Here in Spain children get their presents on January 6th which jolly well may be a good tradition but it has its drawbacks. Classes usually begin the day after. This year Spanish children have two whole days instead of one to break their toys / drop their iPhones down the toilet / complain that Juanito has got a better present than they have etc. etc. etc..
The obvious advantage of having an English father and a Spanish mother is that my kids get two opportunities to break the presents and / or complain. Luckily now they do neither - these days it's me who breaks the prezzies, but who could ever complain about the presents that our children give us? When children realise that Father Christmas / the Three Kings do not exist, they start to buy or make and give their parents presents. Such things are to be treasured for what they represent - filial love and loyalty.
Last year I was given a Kindle by my three. As a bibliophile and reading addict, they could not have thought of a better present. It is my constant companion on train rides, flights etc.

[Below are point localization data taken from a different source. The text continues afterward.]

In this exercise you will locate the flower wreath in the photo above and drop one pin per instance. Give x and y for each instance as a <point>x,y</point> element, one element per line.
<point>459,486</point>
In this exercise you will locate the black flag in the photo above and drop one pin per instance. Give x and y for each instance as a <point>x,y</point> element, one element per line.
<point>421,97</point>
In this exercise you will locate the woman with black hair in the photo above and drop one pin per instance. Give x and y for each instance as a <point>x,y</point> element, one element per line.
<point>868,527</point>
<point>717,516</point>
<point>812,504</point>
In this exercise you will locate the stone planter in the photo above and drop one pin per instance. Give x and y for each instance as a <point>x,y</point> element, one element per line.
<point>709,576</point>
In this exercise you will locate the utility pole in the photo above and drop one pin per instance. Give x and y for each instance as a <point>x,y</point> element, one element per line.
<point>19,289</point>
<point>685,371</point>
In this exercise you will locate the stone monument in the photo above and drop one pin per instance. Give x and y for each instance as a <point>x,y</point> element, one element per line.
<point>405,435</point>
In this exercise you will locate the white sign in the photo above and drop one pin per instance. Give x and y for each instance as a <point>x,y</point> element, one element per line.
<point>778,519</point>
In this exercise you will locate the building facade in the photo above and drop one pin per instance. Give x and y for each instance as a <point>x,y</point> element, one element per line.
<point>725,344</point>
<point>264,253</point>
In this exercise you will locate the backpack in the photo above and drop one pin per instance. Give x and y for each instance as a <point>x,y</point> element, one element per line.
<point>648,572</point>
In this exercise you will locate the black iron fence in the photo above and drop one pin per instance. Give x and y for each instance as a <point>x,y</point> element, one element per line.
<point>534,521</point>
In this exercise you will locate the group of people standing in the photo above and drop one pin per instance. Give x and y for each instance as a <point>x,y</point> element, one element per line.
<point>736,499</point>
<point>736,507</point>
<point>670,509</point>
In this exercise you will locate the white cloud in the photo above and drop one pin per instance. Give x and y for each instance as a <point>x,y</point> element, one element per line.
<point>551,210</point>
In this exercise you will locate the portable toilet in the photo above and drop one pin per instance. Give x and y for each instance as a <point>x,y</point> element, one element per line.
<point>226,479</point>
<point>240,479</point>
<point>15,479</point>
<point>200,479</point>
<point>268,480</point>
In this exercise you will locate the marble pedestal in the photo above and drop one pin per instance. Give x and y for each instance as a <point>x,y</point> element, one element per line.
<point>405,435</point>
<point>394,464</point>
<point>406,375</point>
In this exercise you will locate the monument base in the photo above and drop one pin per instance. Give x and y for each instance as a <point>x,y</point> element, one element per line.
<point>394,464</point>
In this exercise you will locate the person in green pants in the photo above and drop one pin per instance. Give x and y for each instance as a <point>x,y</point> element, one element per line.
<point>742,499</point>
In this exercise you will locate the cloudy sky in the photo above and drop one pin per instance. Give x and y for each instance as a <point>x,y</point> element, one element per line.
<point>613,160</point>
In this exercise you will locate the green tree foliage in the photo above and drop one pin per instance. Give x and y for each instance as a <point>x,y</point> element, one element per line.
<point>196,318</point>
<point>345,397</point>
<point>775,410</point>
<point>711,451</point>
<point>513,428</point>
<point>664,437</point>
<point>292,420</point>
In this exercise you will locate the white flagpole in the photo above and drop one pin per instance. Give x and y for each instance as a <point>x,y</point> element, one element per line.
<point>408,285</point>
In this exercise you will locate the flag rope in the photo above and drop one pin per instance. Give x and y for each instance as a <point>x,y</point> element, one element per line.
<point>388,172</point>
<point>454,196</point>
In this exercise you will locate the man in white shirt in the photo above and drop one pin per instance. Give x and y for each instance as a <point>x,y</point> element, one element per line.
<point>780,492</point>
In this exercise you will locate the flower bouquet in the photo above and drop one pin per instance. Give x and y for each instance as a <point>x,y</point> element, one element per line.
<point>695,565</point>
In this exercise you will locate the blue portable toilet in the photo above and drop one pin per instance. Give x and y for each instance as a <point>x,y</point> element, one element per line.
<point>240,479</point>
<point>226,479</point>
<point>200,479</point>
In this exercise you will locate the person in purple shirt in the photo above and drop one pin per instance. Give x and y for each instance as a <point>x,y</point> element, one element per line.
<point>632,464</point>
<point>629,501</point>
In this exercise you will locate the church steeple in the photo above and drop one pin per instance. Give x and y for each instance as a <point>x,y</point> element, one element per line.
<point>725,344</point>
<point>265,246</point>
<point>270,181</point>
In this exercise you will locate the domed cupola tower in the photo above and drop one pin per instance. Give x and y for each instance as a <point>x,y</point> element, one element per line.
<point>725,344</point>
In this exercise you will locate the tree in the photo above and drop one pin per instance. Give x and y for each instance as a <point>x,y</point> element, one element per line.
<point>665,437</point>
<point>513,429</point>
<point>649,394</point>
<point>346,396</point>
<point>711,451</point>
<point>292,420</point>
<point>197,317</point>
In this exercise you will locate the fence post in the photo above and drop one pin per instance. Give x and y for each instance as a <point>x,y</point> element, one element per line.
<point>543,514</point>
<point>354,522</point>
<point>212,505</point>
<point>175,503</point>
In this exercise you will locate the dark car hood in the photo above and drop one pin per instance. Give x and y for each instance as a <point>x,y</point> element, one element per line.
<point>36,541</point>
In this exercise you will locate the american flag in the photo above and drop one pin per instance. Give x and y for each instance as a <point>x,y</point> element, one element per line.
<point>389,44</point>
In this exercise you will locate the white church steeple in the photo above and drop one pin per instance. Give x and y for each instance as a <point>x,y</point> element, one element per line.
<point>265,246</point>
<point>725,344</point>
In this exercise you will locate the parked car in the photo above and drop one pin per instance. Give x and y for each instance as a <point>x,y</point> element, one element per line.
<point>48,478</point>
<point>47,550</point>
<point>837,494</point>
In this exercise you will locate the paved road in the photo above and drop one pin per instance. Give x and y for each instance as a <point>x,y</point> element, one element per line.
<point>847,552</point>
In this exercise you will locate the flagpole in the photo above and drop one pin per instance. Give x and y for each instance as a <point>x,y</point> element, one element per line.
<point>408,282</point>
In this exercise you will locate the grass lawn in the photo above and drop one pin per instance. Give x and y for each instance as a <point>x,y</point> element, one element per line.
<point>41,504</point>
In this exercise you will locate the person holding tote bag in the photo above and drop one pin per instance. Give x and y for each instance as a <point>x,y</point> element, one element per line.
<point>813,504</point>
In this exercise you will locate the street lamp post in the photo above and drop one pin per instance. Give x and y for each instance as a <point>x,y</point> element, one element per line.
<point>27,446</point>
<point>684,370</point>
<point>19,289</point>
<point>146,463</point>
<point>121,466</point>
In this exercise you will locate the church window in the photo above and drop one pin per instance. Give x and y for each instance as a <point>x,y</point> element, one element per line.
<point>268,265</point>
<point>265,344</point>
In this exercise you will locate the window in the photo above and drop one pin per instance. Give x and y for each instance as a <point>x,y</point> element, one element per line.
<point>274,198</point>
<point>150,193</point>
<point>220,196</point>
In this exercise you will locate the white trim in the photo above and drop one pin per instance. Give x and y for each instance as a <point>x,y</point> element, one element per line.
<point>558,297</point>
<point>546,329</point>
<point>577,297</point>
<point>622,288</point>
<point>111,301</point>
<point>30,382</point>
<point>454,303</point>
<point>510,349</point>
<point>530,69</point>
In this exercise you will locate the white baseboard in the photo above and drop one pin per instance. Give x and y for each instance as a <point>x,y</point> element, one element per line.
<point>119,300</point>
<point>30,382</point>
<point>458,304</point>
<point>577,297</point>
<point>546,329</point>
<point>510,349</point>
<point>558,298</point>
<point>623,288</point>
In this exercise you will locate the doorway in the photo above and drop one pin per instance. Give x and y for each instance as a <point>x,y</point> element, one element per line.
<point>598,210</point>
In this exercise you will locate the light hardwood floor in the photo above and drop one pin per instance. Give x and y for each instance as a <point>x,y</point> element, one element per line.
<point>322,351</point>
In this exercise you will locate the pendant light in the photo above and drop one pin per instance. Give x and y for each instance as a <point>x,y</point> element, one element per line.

With children, it definitely is the thought that counts - even if they give you a diamond-encrusted Rolex. I once had a rather bitter, twisted workmate who thought that his children owed him everything. After all, he had given them the greatest gift of all - life, hadn't he?. Sadly for him, he never did realise that, emotionally, children give far more than they receive. The fleeting seconds of orgasmic pleasure are nothing compared with the lifetime of love and satisfaction that children, whatever their age, are capable of giving their parents. My three, like yours, are no exception.